Le Bayern apparaît comme un ogre face au PSG. A-t-il des faiblesses ?Sa force est aussi sa faiblesse, son sentiment de dominance. Dominer, c’est une grosse force, tu vas contrôler le jeu, avoir beaucoup confiance en toi, afficher ton assurance, c’est dans l’ADN du Bayern. Mais la frontière entre dominance et arrogance est fine. On l’a vu lors du match contre Lyon, avec la gestion des attaquants, lorsque l’adversaire avait la balle. Les joueurs de Munich sont tellement obnubilés par l’idée de bien jouer et d’imposer leur jeu qu’il y a une mauvaise gestion des phases défensives. Lors des récupérations, le Bayern est lent à se repositionner et a du mal à refaire le pressing, il faut un temps d’adaptation et de remise en place et ils sont rapidement en difficulté en cas de contre. On l’a très bien vu face à Lyon, où les principales occasions viennent de ces moments-là. Des joueurs comme Alaba, comme Perišić, qui sont de très bons joueurs, pensent qu’ils vont toujours récupérer la balle grâce à leur vitesse. Mais face à Mbappé, ils ne pourront jamais lui reprendre la balle. C’est une arrogance qui peut se retourner contre eux en contre-attaque.
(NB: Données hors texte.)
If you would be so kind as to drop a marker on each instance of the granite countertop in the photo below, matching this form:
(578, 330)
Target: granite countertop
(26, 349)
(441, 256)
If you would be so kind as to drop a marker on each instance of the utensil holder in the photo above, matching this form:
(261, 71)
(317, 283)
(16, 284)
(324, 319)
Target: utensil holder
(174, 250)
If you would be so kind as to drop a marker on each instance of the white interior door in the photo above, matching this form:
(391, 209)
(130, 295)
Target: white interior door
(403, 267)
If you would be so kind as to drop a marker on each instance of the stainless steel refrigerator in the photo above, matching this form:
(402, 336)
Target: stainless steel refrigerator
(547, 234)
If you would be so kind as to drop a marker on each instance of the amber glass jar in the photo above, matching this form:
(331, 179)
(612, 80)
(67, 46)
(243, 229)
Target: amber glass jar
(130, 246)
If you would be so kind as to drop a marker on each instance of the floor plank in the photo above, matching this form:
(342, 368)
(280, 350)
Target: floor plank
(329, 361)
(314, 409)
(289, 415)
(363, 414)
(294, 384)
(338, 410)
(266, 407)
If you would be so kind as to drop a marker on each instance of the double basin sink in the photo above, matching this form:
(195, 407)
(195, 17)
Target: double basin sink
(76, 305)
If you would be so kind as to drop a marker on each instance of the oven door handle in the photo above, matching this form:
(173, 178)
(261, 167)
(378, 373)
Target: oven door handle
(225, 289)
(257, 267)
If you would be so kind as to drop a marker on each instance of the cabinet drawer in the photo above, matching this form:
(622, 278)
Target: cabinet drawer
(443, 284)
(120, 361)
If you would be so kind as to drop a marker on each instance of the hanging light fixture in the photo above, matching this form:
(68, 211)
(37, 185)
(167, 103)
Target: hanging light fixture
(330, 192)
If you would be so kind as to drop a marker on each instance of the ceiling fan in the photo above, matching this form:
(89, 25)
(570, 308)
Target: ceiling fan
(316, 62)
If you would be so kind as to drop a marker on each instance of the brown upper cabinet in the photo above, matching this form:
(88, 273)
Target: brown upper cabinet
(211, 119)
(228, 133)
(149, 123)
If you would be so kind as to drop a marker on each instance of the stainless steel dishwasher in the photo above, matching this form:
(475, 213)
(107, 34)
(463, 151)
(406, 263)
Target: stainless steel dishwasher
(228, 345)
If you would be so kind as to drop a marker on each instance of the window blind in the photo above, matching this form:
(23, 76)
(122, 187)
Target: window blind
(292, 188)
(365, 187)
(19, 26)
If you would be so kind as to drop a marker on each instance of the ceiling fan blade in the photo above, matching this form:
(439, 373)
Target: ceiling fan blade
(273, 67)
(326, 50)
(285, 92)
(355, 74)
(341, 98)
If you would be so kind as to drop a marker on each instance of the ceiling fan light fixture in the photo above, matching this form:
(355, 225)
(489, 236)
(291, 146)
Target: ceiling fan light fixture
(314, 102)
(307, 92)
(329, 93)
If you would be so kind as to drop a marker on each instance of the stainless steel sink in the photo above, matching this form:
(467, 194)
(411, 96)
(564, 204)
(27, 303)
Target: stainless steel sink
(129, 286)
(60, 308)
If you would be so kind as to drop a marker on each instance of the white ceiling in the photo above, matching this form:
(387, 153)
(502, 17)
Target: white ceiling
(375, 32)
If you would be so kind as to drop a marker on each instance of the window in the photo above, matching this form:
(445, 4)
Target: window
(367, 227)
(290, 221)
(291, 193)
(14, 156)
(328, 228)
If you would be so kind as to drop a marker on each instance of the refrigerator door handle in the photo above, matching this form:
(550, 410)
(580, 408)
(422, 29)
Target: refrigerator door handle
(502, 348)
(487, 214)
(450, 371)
Économiquement, et en coulisses, le match ressemble à un conflit entre l’ancien et le nouveau monde, entre la rigueur et la stabilité allemande et les gazo-dollars qataris. En cas de succès de l’un ou de l’autre, penses-tu que cela sera la confirmation du modèle de la stabilité ou du pouvoir de l’argent ?Non, ce n’est pas comme cela qu’il faut voir l’opposition. Les deux équipes sont richissimes. Sans argent, tu ne gagnes pas la Ligue des champions. On parle souvent du milliard dépensé par Paris, mais le Bayern, c’est aussi 40 millions sur Pavard, 80 sur Hernandez, 50 sur Sané, 40 sur Tolisso, ils sont capables de mettre des grosses sommes. La différence n’est pas sur l’ancien et le nouveau monde, on ne peut pas le réduire à ça. Parce que dire cela, ça signifierait que les nouveaux clubs se sont imposés et que les historiques ont disparu. Alors que depuis 20 ans, il n’y a eu qu’un seul nouveau lauréat : Chelsea. Tous les autres étaient des historiques. Donc ce n’est pas parce que Paris gagne dimanche que cela va changer. Ça me fait penser à Aulas qui dit que parce que Lyon et Paris sont en demi-finales de C1, il faut demander à l’UEFA 4 places en Ligue des champions. Mais c’est exceptionnel, ce n’est arrivé qu’une seule fois dans l’histoire du foot français. On ne va pas changer une chose parce que c’est arrivé une fois. Par rapport à Paris, je dirais qu’on a ouvert la boîte de Pandore, avec les investisseurs étatiques et les fonds souverains, et qu’on ne peut plus la refermer. Maintenant, il faut faire avec. Le PSG est là, et c’est bien normal, c’est une suite logique. Et tout le monde en a profité, il y a eu un ruissellement, une dynamique, des effets multiplicateurs.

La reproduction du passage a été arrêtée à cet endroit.